If is_front_page() is true, then call the method index() of App/Controller/Pages/Home_Controller:

// app/Controller/Pages/Home_Controller.php
namespace App/Controller/Pages;

class Home_Controller extends Controller {

    public function index() {
        $this->render('pages.home');
    }
    
}

Now all you need is a view!

// views/pages/home.blade.php
@extends('layouts.main')

@section('content')
    I am the homepage!
@endsection

That's all we need to get started!

MWW follows the Convention-over-Configuration (CoC) philosophy, which aims to make your code cleaner and smarter if you want to use the sensible defaults it provides. For instance, on the example above, you could also register your route like this: Route::add( 'is_front_page', Home_Controller::class );

If you pass just a class name to a Route, it will try to call index() on it by default.

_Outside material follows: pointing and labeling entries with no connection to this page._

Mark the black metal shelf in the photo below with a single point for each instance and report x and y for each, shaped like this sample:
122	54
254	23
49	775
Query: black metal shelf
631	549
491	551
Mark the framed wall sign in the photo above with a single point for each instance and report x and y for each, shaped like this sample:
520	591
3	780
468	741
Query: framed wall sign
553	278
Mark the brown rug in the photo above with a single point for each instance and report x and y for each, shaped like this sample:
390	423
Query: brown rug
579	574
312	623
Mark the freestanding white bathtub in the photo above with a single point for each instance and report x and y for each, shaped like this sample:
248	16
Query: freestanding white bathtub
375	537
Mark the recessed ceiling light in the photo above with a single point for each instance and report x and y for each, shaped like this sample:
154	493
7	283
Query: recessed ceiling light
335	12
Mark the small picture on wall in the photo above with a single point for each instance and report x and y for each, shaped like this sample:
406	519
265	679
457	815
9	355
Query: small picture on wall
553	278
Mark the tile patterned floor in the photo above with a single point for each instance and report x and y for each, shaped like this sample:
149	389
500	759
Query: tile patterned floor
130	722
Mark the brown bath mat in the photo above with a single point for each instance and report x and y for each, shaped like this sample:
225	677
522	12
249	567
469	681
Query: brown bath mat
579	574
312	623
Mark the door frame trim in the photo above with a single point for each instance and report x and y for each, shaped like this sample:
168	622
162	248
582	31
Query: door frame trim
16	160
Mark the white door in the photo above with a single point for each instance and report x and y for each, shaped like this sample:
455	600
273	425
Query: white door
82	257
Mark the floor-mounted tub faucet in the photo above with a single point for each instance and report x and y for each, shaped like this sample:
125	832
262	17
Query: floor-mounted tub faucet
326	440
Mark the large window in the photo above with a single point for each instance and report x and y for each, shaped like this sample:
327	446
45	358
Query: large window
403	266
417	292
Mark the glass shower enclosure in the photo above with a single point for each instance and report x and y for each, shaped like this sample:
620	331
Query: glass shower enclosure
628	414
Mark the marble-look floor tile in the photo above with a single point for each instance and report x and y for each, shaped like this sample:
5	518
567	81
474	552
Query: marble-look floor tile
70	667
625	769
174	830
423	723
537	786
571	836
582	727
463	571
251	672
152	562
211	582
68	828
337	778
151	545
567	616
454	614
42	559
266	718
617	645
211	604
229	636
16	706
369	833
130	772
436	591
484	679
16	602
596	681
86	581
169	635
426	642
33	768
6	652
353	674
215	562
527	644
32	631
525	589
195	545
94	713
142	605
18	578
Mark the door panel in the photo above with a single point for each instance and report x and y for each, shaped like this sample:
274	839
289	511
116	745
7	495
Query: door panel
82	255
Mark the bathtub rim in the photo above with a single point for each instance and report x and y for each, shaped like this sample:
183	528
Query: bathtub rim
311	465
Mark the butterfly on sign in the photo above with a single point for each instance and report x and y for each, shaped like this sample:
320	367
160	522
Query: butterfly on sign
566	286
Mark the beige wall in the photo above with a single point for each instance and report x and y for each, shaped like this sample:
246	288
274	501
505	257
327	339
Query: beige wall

Of course that modern applications uses a lot of dynamic data, not only static views. Here's how we can show Posts on the Home page:

class Home_Controller extends Controller {

    public function index() {
        $this->render( 'pages.home', [
            'posts' => get_posts()
        ] );
    }
    
}

Then, we have a variable $posts in our home view with the content of get_posts():

// views/pages/home.blade.php
<?php foreach ( $posts as $post ): ?>
    <a href="<?= esc_url( get_the_permalink($post->ID) ) ?>"><?= esc_html( $post->post_title ) ?></a>
<?php endforeach; ?>
<?php if (empty($posts)): ?>
   No posts to show
<?php endif; ?>

Since this is a Blade template, this would also work:

// views/pages/home.blade.php
@forelse ( $posts as $post )
    <a href=" {{ esc_url( get_the_permalink($post->ID) ) }} ">{{ esc_html($post->post_title) }}</a>
@empty
    No posts to show
@endforelse

What if we want to show a Single post, now?

Well, it's easy as 123:

// 1: Register the route
Route::add( 'is_single', Post_Controller::class );

// 2: Create the Controller
class Post_Controller extends Controller {
    public function index() {
        $this->render('pages.post');
    }
}

// 3: Create the View. You don't need to pass the post to it
//    because WordPress globals are always available in the views.
//    You can even use the special @loop directive to loop through
//    the current query, similar to while (has_post()): the_post();
//    in a regular WordPress context.
@extends('layouts.main')

@section('content')
    @loop
        <h1 class="post-title">
            {!! esc_html(get_the_title()) !!}
        </h1>
    @endloop
@endsection

You see? This is MVC. We could easily separate the logic - we don't need to use get_posts() in our view, we can do it in the Controller, or better yet, ask a Model to fetch and prepare that data, and then we pass it to the view. This way, it is easier for our application to grow organized.

Contributing

To contribute to Modern WordPress Website, you can open an issue with your suggestion and if approved, do a pull-request. Please follow PSR-2 code-styling standards and remind about the unopiniated and simple philosophy of Modern WordPress Theme.

To-dos

  • Throw custom Exceptions throughout the framework and app
  • Implement Service Providers
  • Write more tests

License

The Modern WordPress Website is licensed under the MIT license.

About

Modern WordPress Website (MWW) aims to bring a good OOP experience for working with WordPress.